Lompat ke isi utama

Berita

PENEGAKAN HUKUM PEMILU 2024 DALAM PERSPEKTIF PENGAWASAN DAN KEHUMASAN BAWASLU

-

Pemilu Tahun 2024 telah usai yang mana momentum demokrasi terbesar yang pernah diselenggarakan di Indonesia. Kompleksitas penyelenggaraan pemilu secara serentak tidak hanya meningkatkan beban penyelenggara, namun menghadirkan tantangan baru dalam penegakan hukum pemilu. Pelanggaran administrasi, tindak pidana pemilu, sengketa proses, pelanggaran kode etik, hingga penyebaran informasi yang begitu cepat dan masif.

Kaitannya dalam Pengawasan Pemilu dan Hubungan Masyarakat keberhasilan penegakan hukum tidak hanya ditentukan oleh ketegasan regulasi dan kemampuan aparat penegak hukum, tetapi juga oleh kualitas pengawasan, keterbukaan informasi kepada publik, serta meningkatnya partisipasi masyarakat dalam mengawasi setiap tahapan pemilu. Pengalaman selama penyelenggaraan Pemilu 2024 menunjukkan bahwa fungsi pengawasan dan kehumasan memiliki peran strategis dalam membangun kepercayaan publik sekaligus memperkuat efektivitas penegakan hukum.

Penegakan hukum pemilu merupakan tanggung jawab bersama antara Bawaslu, KPU, DKPP, Kepolisian, Kejaksaan, serta berbagai pemangku kepentingan lainnya. Oleh karena itu, kualitas koordinasi antar lembaga menjadi faktor yang sangat menentukan.

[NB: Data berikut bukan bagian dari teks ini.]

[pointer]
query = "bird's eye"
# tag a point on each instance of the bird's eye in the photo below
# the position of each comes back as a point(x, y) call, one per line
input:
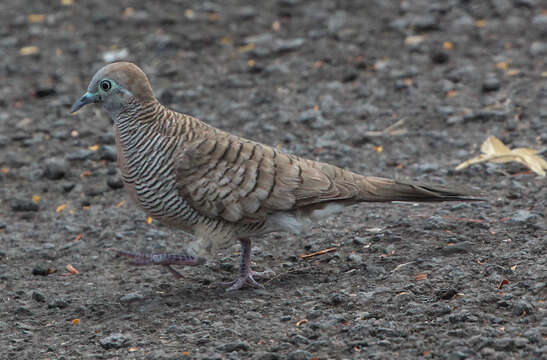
point(105, 85)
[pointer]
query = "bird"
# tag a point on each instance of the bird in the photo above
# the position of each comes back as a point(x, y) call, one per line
point(220, 188)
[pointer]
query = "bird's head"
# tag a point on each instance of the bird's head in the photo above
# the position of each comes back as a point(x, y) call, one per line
point(115, 86)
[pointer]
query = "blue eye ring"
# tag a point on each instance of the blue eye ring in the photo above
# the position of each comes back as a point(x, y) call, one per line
point(105, 85)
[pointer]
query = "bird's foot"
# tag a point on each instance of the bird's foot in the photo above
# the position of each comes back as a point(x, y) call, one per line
point(166, 260)
point(247, 278)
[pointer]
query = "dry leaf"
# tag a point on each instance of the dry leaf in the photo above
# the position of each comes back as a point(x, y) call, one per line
point(447, 45)
point(71, 269)
point(421, 276)
point(414, 40)
point(246, 48)
point(493, 150)
point(189, 14)
point(503, 282)
point(29, 50)
point(502, 65)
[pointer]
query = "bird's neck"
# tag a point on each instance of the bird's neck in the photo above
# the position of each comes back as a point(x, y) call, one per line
point(153, 117)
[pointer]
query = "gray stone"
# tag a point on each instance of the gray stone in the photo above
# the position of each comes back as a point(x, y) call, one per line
point(114, 182)
point(491, 83)
point(55, 169)
point(522, 217)
point(300, 340)
point(538, 48)
point(234, 346)
point(38, 296)
point(79, 155)
point(523, 307)
point(23, 205)
point(131, 297)
point(457, 248)
point(108, 153)
point(300, 355)
point(265, 356)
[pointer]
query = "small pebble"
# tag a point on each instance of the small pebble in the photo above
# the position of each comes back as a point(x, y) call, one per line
point(23, 205)
point(55, 169)
point(114, 182)
point(38, 296)
point(114, 341)
point(131, 297)
point(491, 83)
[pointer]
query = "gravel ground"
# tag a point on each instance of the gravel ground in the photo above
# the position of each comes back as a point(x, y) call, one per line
point(448, 281)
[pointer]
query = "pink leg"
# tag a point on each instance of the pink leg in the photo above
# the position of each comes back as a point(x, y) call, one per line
point(246, 275)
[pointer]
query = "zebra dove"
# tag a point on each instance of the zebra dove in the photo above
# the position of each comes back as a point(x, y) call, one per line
point(218, 187)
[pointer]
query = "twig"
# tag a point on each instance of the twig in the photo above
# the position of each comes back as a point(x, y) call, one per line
point(320, 252)
point(394, 129)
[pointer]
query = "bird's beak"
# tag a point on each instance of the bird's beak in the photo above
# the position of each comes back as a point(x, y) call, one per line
point(86, 98)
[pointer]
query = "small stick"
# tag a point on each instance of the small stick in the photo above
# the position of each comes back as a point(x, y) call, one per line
point(320, 252)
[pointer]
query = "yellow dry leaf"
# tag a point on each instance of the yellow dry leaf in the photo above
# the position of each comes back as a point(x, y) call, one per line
point(189, 14)
point(36, 18)
point(29, 50)
point(246, 48)
point(414, 40)
point(448, 45)
point(493, 150)
point(502, 65)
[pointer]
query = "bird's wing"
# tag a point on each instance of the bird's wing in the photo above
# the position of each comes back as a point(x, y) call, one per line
point(225, 176)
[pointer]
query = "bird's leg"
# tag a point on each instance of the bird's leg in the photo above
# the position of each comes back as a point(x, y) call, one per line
point(246, 275)
point(163, 259)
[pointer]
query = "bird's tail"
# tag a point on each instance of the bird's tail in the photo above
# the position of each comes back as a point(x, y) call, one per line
point(375, 189)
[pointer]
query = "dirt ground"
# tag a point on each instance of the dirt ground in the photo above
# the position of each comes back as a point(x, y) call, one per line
point(442, 281)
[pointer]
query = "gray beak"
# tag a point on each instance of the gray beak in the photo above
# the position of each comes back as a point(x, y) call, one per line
point(86, 98)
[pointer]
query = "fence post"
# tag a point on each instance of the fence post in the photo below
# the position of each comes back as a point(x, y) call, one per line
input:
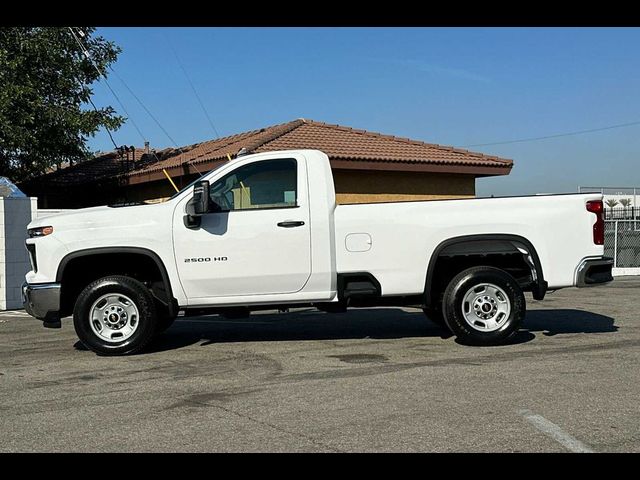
point(615, 246)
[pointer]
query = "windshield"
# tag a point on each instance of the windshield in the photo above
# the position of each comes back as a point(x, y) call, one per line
point(197, 180)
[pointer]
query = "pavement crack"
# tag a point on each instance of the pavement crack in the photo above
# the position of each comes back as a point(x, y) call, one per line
point(267, 424)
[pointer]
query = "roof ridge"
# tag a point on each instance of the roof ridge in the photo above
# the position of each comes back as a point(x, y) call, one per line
point(409, 141)
point(278, 131)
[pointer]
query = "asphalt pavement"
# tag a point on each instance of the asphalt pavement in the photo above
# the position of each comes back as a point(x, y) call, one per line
point(369, 380)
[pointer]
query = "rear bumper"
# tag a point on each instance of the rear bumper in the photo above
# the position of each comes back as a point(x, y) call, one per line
point(42, 301)
point(594, 271)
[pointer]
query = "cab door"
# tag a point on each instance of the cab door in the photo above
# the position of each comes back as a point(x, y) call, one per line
point(258, 243)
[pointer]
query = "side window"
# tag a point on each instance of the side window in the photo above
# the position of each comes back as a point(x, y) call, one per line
point(263, 184)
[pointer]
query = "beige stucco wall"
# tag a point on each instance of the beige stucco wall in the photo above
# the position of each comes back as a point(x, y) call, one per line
point(354, 186)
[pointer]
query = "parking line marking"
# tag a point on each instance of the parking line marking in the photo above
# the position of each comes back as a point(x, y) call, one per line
point(555, 432)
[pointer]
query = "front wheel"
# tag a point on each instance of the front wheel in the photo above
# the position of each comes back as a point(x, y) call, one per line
point(484, 306)
point(115, 315)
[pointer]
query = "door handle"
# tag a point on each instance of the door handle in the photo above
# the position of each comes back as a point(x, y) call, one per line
point(291, 223)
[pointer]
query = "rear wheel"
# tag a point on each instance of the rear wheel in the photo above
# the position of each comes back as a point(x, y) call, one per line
point(115, 315)
point(483, 306)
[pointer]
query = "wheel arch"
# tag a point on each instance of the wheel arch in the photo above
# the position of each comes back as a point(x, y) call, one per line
point(140, 252)
point(483, 244)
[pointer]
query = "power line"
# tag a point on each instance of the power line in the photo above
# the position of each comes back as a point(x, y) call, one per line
point(101, 74)
point(88, 55)
point(105, 127)
point(578, 132)
point(144, 107)
point(193, 88)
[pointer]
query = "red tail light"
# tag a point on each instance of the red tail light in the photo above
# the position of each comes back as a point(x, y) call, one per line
point(595, 206)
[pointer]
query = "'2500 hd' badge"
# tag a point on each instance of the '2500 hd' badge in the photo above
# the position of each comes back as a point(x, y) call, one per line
point(205, 259)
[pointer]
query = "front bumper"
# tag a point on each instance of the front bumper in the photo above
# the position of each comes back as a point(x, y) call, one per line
point(42, 301)
point(594, 271)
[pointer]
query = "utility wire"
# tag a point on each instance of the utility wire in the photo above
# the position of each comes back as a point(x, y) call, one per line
point(152, 117)
point(105, 127)
point(578, 132)
point(101, 74)
point(193, 88)
point(88, 55)
point(144, 106)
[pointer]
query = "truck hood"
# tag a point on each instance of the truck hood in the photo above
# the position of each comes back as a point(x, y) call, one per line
point(88, 219)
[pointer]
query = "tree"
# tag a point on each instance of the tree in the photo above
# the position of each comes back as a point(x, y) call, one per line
point(45, 90)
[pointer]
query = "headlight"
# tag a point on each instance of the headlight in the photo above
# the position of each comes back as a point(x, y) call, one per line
point(40, 231)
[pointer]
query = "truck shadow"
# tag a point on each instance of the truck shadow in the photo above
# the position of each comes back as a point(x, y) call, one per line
point(388, 323)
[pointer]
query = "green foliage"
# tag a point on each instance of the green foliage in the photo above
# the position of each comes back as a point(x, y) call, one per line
point(45, 87)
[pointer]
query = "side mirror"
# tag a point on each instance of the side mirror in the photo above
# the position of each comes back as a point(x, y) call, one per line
point(201, 199)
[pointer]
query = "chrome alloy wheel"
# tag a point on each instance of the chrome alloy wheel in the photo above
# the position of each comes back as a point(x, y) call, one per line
point(114, 317)
point(486, 307)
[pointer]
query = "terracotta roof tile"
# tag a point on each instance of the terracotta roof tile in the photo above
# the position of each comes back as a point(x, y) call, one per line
point(338, 142)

Dari perspektif kelembagaan, fungsi sekretariat memiliki kontribusi penting dalam memastikan seluruh proses pengawasan berjalan secara administratif, terdokumentasi, dan terdigitalisasi dengan baik. Di sisi lain, fungsi kehumasan berperan menjembatani komunikasi antara lembaga dengan masyarakat sehingga setiap kebijakan maupun hasil penanganan pelanggaran dapat tersampaikan.

Salah satu tantangan terbesar selama Pemilu 2024 adalah proses pembuktian terhadap dugaan pelanggaran yang sebagian besar beredar melalui media sosial. Ke depan, kapasitas sumber daya manusia dalam memahami bukti elektronik dan digital forensik perlu terus ditingkatkan.

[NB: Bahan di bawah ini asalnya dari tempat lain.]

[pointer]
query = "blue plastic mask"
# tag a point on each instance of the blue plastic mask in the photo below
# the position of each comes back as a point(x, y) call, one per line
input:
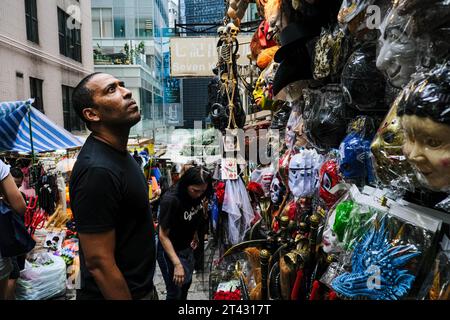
point(354, 161)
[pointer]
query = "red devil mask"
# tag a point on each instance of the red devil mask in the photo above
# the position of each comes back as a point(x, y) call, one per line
point(329, 177)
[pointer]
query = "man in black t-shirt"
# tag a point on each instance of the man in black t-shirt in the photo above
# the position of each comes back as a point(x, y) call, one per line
point(109, 197)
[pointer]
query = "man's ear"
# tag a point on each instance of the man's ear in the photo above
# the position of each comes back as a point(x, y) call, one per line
point(91, 114)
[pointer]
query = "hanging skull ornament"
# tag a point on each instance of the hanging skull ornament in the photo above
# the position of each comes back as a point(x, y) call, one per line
point(329, 177)
point(277, 191)
point(363, 84)
point(232, 30)
point(303, 173)
point(354, 161)
point(391, 166)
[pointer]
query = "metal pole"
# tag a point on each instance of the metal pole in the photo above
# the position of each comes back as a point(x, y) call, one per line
point(31, 133)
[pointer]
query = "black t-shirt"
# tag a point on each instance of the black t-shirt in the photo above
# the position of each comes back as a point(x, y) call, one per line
point(109, 191)
point(181, 216)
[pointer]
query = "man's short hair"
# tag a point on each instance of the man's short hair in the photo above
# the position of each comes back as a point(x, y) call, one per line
point(82, 96)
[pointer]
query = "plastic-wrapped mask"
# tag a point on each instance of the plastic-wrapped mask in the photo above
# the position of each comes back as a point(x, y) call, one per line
point(277, 191)
point(303, 173)
point(263, 92)
point(324, 117)
point(328, 177)
point(398, 50)
point(386, 147)
point(354, 162)
point(363, 83)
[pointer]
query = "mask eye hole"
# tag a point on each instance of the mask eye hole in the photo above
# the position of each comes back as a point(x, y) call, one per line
point(326, 182)
point(389, 137)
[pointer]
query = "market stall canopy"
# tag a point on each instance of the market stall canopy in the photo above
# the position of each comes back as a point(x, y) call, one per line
point(15, 130)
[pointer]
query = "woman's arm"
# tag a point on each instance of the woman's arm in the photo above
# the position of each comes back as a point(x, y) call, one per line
point(12, 195)
point(178, 273)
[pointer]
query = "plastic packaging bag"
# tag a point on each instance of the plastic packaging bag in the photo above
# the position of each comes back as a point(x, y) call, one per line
point(390, 253)
point(43, 277)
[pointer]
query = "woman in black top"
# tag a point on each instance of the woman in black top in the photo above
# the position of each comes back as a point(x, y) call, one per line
point(180, 217)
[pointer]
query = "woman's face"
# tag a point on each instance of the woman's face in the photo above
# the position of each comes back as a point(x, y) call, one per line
point(427, 148)
point(197, 190)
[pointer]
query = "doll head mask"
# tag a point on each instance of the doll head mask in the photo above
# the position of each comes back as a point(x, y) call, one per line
point(390, 163)
point(354, 161)
point(303, 173)
point(363, 84)
point(424, 109)
point(329, 177)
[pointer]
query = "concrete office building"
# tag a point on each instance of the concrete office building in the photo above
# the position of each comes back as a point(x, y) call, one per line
point(44, 53)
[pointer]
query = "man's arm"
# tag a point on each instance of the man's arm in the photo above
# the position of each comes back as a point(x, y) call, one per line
point(12, 195)
point(98, 249)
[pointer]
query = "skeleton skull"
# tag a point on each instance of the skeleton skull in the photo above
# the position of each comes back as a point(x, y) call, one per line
point(232, 30)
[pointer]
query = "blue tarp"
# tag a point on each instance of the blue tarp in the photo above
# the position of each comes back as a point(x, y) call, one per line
point(15, 130)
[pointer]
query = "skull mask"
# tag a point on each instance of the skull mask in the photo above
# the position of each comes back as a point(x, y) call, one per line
point(390, 163)
point(232, 30)
point(277, 191)
point(329, 177)
point(303, 173)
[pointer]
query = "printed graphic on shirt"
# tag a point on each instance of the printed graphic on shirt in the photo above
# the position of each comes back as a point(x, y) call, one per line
point(188, 215)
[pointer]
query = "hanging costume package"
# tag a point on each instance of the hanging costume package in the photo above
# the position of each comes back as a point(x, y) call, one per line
point(237, 205)
point(362, 82)
point(325, 117)
point(383, 248)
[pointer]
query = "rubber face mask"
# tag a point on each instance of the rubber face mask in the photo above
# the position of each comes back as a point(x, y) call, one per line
point(424, 109)
point(277, 191)
point(303, 173)
point(390, 163)
point(363, 84)
point(329, 177)
point(354, 162)
point(398, 51)
point(427, 148)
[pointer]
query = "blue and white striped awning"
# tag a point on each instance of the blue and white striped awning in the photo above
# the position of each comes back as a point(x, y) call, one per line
point(15, 130)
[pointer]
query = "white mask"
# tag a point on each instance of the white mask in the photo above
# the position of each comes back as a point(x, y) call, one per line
point(398, 51)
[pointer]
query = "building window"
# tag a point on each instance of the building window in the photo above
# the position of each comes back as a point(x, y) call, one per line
point(31, 20)
point(36, 93)
point(119, 22)
point(72, 121)
point(69, 40)
point(102, 23)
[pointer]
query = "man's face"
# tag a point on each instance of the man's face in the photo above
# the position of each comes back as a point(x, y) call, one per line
point(114, 103)
point(196, 191)
point(397, 50)
point(427, 148)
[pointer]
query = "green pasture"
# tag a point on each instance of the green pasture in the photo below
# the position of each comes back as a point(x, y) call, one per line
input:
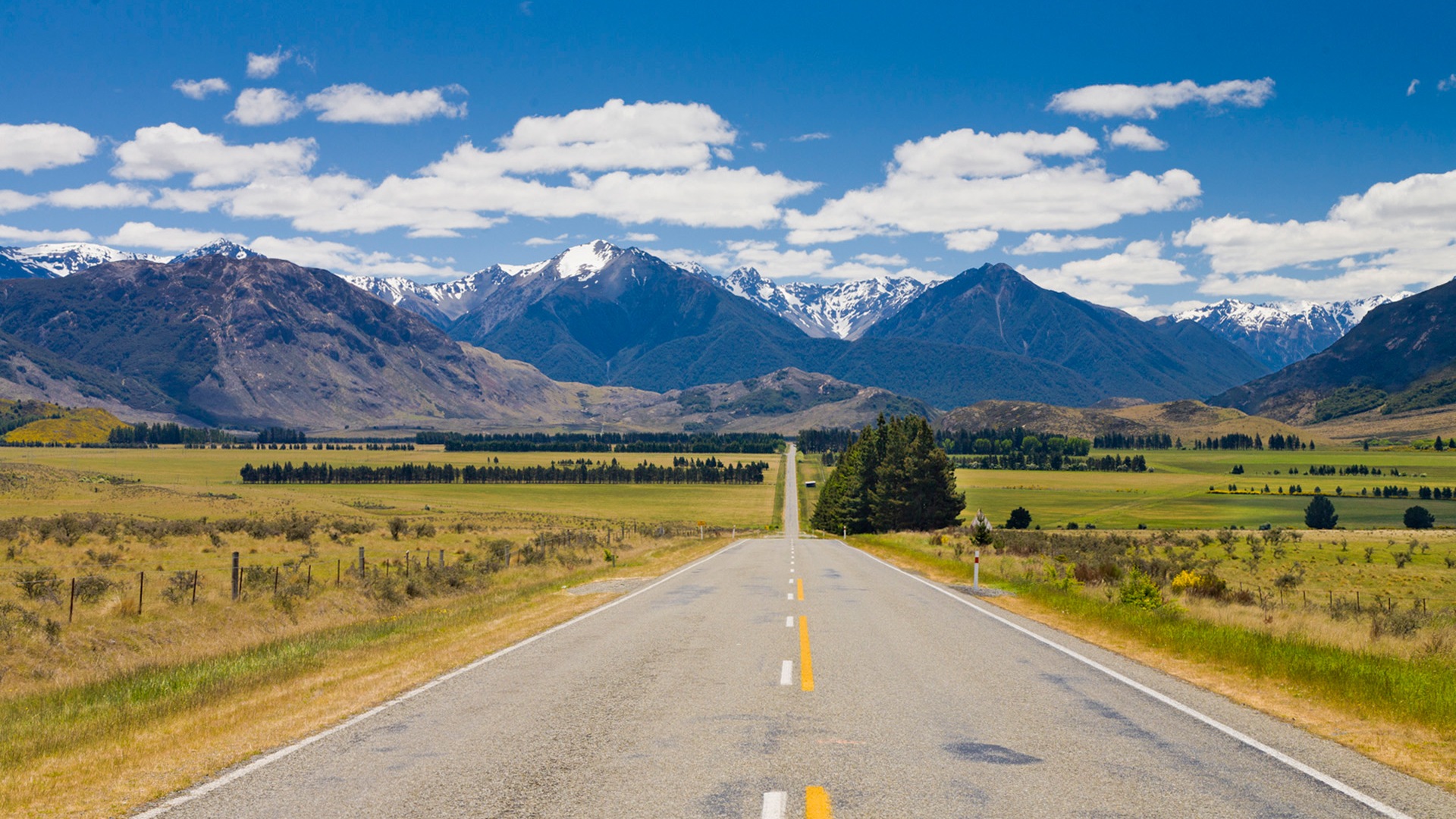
point(1175, 491)
point(190, 483)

Perkembangan teknologi begitu masif membawa perubahan besar terhadap pola pengawasan pemilu. Saat ini, informasi mengenai dugaan pelanggaran sering kali pertama kali muncul melalui media sosial sebelum dilaporkan secara resmi.

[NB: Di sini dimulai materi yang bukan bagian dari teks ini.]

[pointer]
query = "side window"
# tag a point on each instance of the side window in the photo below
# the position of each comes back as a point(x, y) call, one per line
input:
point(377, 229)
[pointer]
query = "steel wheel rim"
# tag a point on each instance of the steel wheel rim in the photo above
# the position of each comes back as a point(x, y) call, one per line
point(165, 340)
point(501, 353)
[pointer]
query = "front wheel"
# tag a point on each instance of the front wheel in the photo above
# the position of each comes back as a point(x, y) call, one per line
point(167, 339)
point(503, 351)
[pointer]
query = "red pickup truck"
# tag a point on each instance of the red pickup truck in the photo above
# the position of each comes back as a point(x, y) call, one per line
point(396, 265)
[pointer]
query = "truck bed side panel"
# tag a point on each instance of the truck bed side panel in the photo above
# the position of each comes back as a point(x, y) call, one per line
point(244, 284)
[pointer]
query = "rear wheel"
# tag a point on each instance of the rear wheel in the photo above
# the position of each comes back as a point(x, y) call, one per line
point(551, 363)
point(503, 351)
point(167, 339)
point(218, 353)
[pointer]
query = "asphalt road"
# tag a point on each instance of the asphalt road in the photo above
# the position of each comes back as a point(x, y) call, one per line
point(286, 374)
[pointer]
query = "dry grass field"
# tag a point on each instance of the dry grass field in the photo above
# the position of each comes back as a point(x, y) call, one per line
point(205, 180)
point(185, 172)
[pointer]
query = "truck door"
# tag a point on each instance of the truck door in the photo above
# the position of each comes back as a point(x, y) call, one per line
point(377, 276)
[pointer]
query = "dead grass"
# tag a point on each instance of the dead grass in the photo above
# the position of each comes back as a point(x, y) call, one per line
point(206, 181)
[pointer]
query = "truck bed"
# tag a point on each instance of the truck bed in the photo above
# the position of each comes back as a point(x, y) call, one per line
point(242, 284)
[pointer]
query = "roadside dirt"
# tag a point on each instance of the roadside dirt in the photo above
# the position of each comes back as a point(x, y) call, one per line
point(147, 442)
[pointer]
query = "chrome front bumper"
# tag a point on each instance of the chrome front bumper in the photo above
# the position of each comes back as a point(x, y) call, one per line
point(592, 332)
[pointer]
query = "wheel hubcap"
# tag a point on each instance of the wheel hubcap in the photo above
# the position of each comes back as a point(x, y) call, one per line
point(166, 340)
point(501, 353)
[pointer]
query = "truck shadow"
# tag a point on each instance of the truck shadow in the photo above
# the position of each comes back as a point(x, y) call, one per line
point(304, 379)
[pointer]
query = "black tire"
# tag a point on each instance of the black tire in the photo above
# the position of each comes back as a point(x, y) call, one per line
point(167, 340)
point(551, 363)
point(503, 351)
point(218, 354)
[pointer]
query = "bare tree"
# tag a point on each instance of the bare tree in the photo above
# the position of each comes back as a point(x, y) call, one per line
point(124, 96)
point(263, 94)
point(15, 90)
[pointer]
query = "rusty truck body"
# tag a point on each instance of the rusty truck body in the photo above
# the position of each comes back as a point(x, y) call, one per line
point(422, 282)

Salah satu tugas dalam fungsi kehumasan adalah membangun kesadaran masyarakat bahwa pengawasan pemilu merupakan tanggung jawab bersama. Melalui publikasi, edukasi, literasi digital, dan penyebarluasan informasi yang benar, publik didorong untuk tidak hanya menjadi pemilih, tetapi juga menjadi pengawas partisipatif. Semakin tinggi tingkat kesadaran masyarakat terhadap aturan pemilu, semakin kecil peluang terjadinya pelanggaran.